How to respond to this new world is front and centre for every business leader and how to stay relevant when everyone’s priorities have significantly shifted is every business’ dilemma.
In a new global study carried out by Accenture Song we found that the vast majority (88 per cent) of business executives believe that customers and employees are changing faster than they can change their businesses. Moreover, there is a growing divide between what consumers need and value and what businesses offer. Bridging this gap, when life is becoming ever more complicated by external factors, will only be achieved if companies contribute meaningfully to people’s lives.
The study provides an interesting insight into what is happening with its dive into what we have termed, the ‘human paradox’. Six in 10 consumers (61 per cent) say their priorities keep changing because of external pressures. Two-thirds (69 per cent) of consumers globally who admit to behaving inconsistently think that paradoxical behaviours are both human and acceptable.
In general terms, customers are prioritising themselves but want to effect change for others. They will follow their personal values, but not at the expense of financial value. Put plainly, a consumer will seek to buy ethically farmed, sustainable beef but select the cheaper option, particularly in this inflationary environment.
Customers want to be in control of their fate but also want to be guided to it and according to the research, two-thirds (67 per cent) expect companies to understand and address their changing needs during times of disruption.
This also translates to employees. Our latest Tech Talent Tracker shows the demand for critical skills such as AI, cybersecurity and quantum computing in Edinburgh and Glasgow is skyrocketing. Scotland’s creative and design skills are also much needed to support product and service transformation. Put together, there is stiff competition when it comes to attracting and retaining talent. The ‘human paradox’ study reasons that employees, like customers, should be viewed as ever-changing, ever-evolving individuals deeply affected by a variety of external influences.

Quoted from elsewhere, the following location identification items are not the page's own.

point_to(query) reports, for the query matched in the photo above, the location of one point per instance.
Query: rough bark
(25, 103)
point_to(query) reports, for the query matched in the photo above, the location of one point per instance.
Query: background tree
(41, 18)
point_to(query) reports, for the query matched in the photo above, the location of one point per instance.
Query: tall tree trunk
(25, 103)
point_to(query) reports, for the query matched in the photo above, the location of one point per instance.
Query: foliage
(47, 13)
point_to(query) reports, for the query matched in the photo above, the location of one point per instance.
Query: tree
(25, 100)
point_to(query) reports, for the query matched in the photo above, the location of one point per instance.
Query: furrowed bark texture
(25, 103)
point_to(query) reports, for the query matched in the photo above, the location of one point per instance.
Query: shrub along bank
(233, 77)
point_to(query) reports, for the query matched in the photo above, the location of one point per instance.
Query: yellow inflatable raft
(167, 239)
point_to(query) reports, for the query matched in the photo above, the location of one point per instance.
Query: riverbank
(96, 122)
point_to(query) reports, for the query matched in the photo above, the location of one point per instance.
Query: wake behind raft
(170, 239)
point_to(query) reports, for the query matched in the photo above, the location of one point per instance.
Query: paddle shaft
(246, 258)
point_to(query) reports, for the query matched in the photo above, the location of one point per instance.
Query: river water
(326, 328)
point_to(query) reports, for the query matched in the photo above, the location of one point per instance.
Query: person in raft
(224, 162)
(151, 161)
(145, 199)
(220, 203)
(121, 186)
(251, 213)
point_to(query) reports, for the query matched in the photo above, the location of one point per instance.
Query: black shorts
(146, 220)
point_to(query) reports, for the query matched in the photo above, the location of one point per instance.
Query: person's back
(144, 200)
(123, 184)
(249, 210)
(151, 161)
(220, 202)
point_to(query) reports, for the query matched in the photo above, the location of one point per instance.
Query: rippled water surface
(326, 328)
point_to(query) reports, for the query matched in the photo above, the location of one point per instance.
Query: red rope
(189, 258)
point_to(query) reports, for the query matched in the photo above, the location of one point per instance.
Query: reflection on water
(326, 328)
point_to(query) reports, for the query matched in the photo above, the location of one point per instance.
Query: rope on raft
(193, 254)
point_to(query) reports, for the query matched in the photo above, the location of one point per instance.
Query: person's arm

This is particularly true as people try to reconcile their core values and sense of purpose with the demands and practicalities of everyday life. Only by understanding these contexts will businesses create the right environment to recruit, keep and nurture their staff.
The conclusion of the study is that the customer experience can no longer be simplified in a binary fashion. And while the report found nearly all businesses are struggling to stay relevant, it goes on to suggest that companies can embrace a more life-centric approach.
An example quoted is of a car owner, who enjoys having the car but is using it less because of spiralling fuel and insurance costs. A life-centric solution would be to offer insurance based on the number of miles driven. Another example given is how to ease access to credit at the point it’s needed or put customers with similar issues in touch with each other as part of a wider life-centric service. Acknowledging the new way of thinking in this way can lead to products and services which are both relevant and useful in the sense of having a purpose.
Given the weight of disruption that people are grappling with in their lives, businesses also need to know when to step back – to be conscious of situations where it’s inappropriate to attempt to retain relevancy. Being sensitive to when and not just how to be relevant will also be important.
By seeing people in their full lives, businesses will be prepared to serve them no matter what external forces are in play. Alive to the new way of thinking, addressing consumer values and connecting with them in new ways opens the door to ongoing growth and innovation. With this life-centric approach, businesses will be best positioned to meet the future—no matter what new challenges are sent our way.